I think it was Deputy Cafferky who complained about the amount of money the soldiers are getting. A private, one star, with a wife and four children, taking his soldier's pay, his wife's allowance, his rations and accommodation and uniform, earns £4 17s. 0d. a week. That is the pay of a private soldier, one star—that is, the lowest grade. A sergeant receives £6 1s. 6d. a week, a company sergeant £6 12s. 0d. and a sergeant-major £7 2s. 6d. I do not think that anyone can say that the soldiers are not being fairly paid. I think these figures will speak for themselves.

I believe I have fairly covered the questions which have been raised. I would have liked to have dealt a little more with the general question of the Army, but I think I have said all that is necessary.

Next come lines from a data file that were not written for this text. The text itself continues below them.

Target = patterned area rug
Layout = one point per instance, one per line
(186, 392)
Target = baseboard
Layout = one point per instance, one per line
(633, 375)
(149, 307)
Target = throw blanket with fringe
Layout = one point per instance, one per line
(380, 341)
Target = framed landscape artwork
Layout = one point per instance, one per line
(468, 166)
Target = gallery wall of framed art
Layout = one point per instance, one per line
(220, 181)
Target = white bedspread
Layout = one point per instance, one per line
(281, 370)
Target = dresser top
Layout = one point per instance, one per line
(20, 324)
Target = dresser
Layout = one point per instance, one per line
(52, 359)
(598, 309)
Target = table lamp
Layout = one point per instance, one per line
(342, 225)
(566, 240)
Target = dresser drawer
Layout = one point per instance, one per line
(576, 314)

Question put: "That the Estimate be referred back for reconsideration."
The Committee divided: Tá, 24: Níl, 42.

Tá.

  • Blowick, Joseph.
  • Broderick, William J.
  • Browne, Patrick.
  • Cogan, Patrick.
  • Commons, Bernard.
  • Coogan, Eamonn.
  • Cosgrave, Liam.
  • Costello, John A.
  • Davin, William.
  • Fagan, Charles.
  • Finucane, Patrick.
  • Flanagan, Oliver J.
  • Giles, Patrick.
  • Keating, John.
  • Keyes, Michael.
  • McMenamin, David.
  • Mulcahy, Richard.
  • Murphy, Timothy J.
  • Norton, William.
  • O'Higgins, Thomas F.
  • O'Leary, John.
  • Redmond, Bridget M.
  • Reynolds, Mary.
  • Spring, Daniel.

Níl.

  • Aiken, Frank.
  • Allen, Denis.
  • Bartley, Gerald.
  • Beegan, Patrick.
  • Blaney, Neal.
  • Boland, Gerald.
  • Bourke, Dan.
  • Brady, Brian.
  • Brady, Seán.
  • Breathnach, Cormac.
  • Brennan, Thomas.
  • Breslin, Cormac.
  • Briscoe, Robert.
  • Burke, Patrick (Co. Dublin).
  • Butler, Bernard.
  • Carter, Thomas.
  • Corry, Martin J.
  • Crowley, Honor Mary.
  • Derrig, Thomas.
  • De Valera, Eamon.
  • De Valera, Vivion.
  • Flynn, Stephen.
  • Fogarty, Andrew.
  • Gorry, Patrick J.
  • Kennedy, Michael J.
  • Killilea, Mark.
  • Kilroy, James.
  • Kissane, Eamon.
  • Lemass, Seán F.
  • Little, Patrick J.
  • Loughman, Frank.
  • Lydon, Michael F.
  • Lynch, James B.
  • McCarthy, Seán.
  • McEllistrim, Thomas.
  • Moran, Michael.
  • O'Grady, Seán.
  • O'Loghlen, Peter J.
  • O'Rourke, Daniel.
  • Rice, Bridget M.
  • Traynor, Oscar.
  • Walsh, Richard.
Tellers:—Tá: Deputies McMenamin and Browne; Níl: Deputies Kissane and Kennedy.
Question declared negatived.
Vote put and declared carried.
Progress reported; the Committee to sit again.